Qetaki had opened a trust account without obtaining written approval from the Minister of Justice.

The Independent Legal Service Commissioner had declined to impose any sanctions upon Qetaki, noting that the level of culpability was low in relation to both counts and minimum harm was caused by the actions.

His name was not entered into the Discipline Register.

The Commissioner while making the orders had also accepted that it was the conduct of the bank in this matter which was truly blameworthy, namely its failure to obtain a copy of the approval letter from Qetaki, who was a trustee.

During his submissions, Judge Qetaki’s lawyer Anil Singh said that in this matter the bank was prosecuted and ordered to pay a fine of $1,500.
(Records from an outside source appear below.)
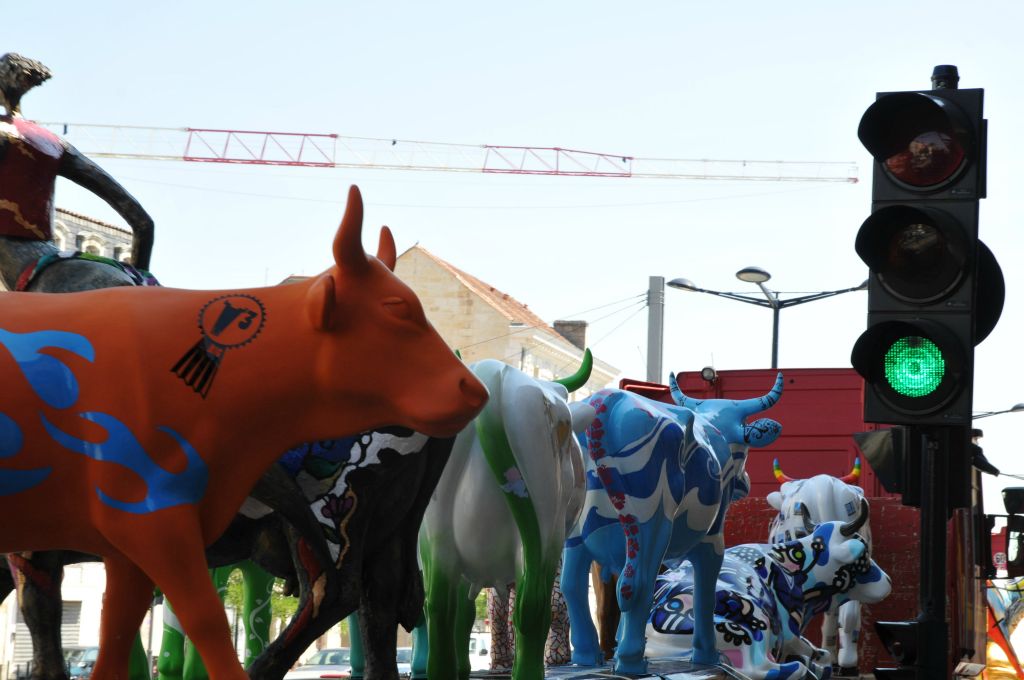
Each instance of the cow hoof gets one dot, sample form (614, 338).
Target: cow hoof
(638, 667)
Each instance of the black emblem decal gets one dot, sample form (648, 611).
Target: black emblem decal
(225, 323)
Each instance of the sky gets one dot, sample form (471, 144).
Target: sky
(730, 80)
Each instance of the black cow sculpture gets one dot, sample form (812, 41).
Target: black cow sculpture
(31, 159)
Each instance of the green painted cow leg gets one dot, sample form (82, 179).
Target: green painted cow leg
(356, 657)
(420, 645)
(531, 620)
(172, 646)
(440, 607)
(138, 662)
(464, 617)
(256, 588)
(194, 667)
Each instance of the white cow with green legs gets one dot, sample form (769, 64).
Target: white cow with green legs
(510, 493)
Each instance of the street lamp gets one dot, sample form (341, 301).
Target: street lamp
(760, 277)
(985, 414)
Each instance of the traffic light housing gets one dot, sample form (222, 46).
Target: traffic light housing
(925, 312)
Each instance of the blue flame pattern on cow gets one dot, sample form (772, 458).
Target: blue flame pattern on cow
(766, 595)
(803, 503)
(659, 478)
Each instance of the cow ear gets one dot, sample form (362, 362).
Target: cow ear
(321, 303)
(853, 550)
(762, 432)
(583, 416)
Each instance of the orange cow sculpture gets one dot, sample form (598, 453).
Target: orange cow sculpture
(134, 422)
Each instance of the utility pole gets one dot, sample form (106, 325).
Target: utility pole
(655, 327)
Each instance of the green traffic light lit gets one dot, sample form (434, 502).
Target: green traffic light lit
(914, 367)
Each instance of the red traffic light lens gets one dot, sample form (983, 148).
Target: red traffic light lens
(931, 158)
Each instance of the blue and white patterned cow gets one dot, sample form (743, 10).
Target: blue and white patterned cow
(659, 478)
(765, 596)
(820, 499)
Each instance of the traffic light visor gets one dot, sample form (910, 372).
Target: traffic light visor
(919, 255)
(922, 141)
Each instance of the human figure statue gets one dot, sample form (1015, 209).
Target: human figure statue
(31, 159)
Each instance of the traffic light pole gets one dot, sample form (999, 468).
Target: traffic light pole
(932, 628)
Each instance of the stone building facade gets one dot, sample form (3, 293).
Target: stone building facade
(481, 322)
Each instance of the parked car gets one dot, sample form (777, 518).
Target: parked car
(479, 651)
(80, 662)
(335, 663)
(404, 659)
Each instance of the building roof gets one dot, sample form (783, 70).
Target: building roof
(507, 305)
(93, 220)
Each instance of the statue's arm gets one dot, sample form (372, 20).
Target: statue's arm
(79, 169)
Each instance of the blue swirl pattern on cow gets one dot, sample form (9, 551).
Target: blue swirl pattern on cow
(659, 478)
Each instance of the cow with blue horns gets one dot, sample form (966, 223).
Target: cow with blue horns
(820, 499)
(659, 479)
(767, 594)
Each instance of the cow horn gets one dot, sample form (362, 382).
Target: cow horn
(678, 396)
(580, 378)
(385, 248)
(348, 253)
(854, 473)
(781, 476)
(808, 522)
(751, 407)
(852, 526)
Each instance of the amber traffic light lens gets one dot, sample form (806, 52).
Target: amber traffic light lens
(931, 158)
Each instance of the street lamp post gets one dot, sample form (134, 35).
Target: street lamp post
(985, 414)
(772, 300)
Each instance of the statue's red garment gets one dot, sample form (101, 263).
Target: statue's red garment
(28, 171)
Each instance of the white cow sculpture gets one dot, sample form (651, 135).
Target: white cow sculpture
(803, 503)
(509, 495)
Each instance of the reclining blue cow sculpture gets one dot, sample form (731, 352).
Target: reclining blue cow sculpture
(659, 479)
(767, 595)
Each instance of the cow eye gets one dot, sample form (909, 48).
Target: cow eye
(397, 307)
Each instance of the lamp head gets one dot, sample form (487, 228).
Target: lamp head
(753, 275)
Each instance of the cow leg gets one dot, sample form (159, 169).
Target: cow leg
(849, 632)
(38, 576)
(556, 651)
(186, 583)
(636, 591)
(172, 646)
(607, 608)
(257, 586)
(127, 598)
(420, 646)
(576, 566)
(502, 633)
(464, 618)
(440, 609)
(707, 559)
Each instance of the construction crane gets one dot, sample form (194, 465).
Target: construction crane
(335, 151)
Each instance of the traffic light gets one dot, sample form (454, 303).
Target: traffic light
(934, 290)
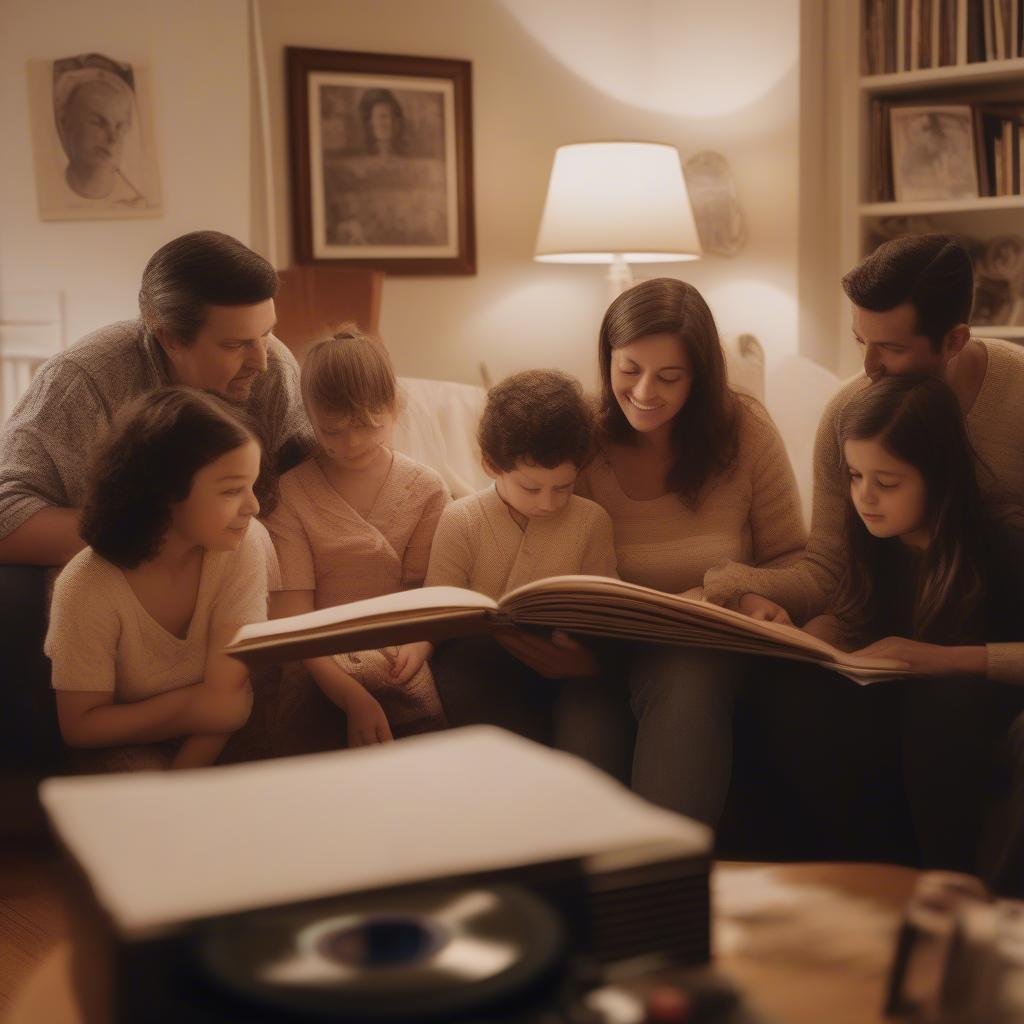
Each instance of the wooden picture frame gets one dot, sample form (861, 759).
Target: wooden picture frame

He also said that that no facts have been provided by Solicitor General’s counsel or the Fiji Law Society that goes against his client.

He also said that no facts have been presented to state that his client is not qualified to hold the positions he currently holds.

He said that his client is a person of highest competency and is qualified to be the Court of Appeals judge who is capable of upholding the law.

Singh also said that the Fiji Law Society is asking Qetaki to be re-punished for the trivial offense.

In their submission Fiji Law Society senior counsel Martin Daubney had stated that the phrase found guilty ought to be interpreted as adverse findings.

Earlier today, lawyer representing Human Rights and Anti- Discrimination Commission Parvesh Sharma stated that Qetaki and Rabuku cannot be penalized by to section 105(2)(b) of the Constitution as they don’t fall in that category.

Rabuku was appointed to the position of Acting DPP in October last year while Qetaki was sworn in as Appeals Court in April last year.

Lawyer, Feizal Hannif is representing the Solicitor General’s Office, Anil Singh is representing Justice Alipate Qetaki, Parvesh Sharma is appearing for the Human Rights Commission and Richard Naidu and Martin Daubney are appearing for the Fiji Law Society and Semi Leweniqila is representing Judicial Services Commission.

The Supreme Court Judges Justice Sir Terence Arnold, Justice Brian Keith and Justice William Young will give their opinion next Friday.